Rare orthotellurate mineral

Khinite is a rare orthotellurate mineral with the formula Pb^{2+}Cu^{2+}_{3}TeO_{6}(OH)_{2}. It crystallizes in the orthorhombic system and has a bottle-green colour. It is often found as dipyramidal, curved or corroded crystals no more than 0.15 mm in size.
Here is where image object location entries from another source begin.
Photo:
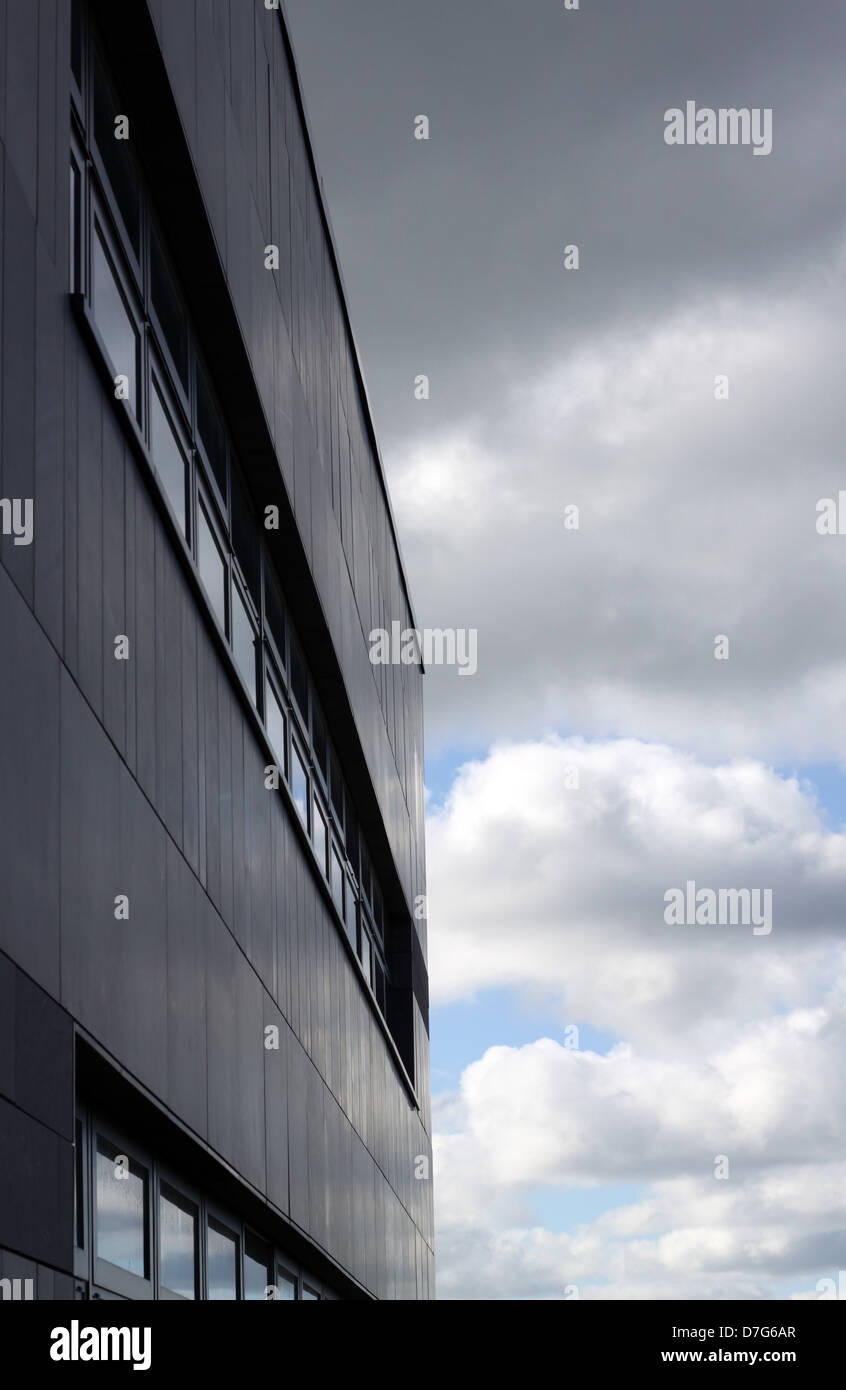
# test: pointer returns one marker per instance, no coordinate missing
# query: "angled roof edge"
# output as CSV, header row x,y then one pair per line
x,y
360,381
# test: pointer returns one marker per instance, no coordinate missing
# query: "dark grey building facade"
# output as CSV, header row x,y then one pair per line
x,y
213,983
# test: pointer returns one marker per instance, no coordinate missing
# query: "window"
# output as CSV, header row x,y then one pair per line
x,y
245,535
336,879
178,1243
257,1275
168,307
379,987
336,780
274,612
299,783
318,833
318,741
117,154
113,319
78,1183
211,431
77,42
168,456
221,1261
299,679
349,913
352,834
122,1197
75,214
364,952
156,1237
277,726
213,567
243,640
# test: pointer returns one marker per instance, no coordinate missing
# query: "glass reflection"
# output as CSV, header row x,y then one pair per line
x,y
213,570
113,319
178,1236
221,1264
121,1194
167,456
243,641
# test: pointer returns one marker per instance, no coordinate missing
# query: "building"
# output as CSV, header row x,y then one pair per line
x,y
213,984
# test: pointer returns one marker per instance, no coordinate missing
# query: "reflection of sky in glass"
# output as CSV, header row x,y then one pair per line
x,y
318,834
349,916
213,570
243,641
299,786
120,1216
111,317
275,726
221,1265
167,456
178,1248
336,881
256,1278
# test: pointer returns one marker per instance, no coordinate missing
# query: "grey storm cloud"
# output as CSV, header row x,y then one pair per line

The tetragonal dimorph of khinite is called parakhinite.

==Occurrence and name==
Both khinite and parakhinite were first identified in 1978 in the Old Guard Mine (Royal Guard Mine), Tombstone District, Cochise County, Arizona, US They were named after Ba-Saw Khin, a Burmese-American mineralogist. They are often found together with tenorite, quetzalcoatlite, quartz, gold, dugganite, chrysocolla, chlorargyrite, bromargyrite, xocomecatlite, and tlapallite. Khinite and parakhinite are found in multiple mines across Mexico and the USA.

==Parakhinite==
Parakhinite crystallizes in the tetragonal system. Khinite and parakhinite are also called khinite-4O and khinite-3T, respectively. Khinite and parakhinite are identical in colour and many other properties, like reactivity. They do differ in optical properties: Khinite is biaxial (+), while parakhinite is uniaxial (−). They also have different unit cells.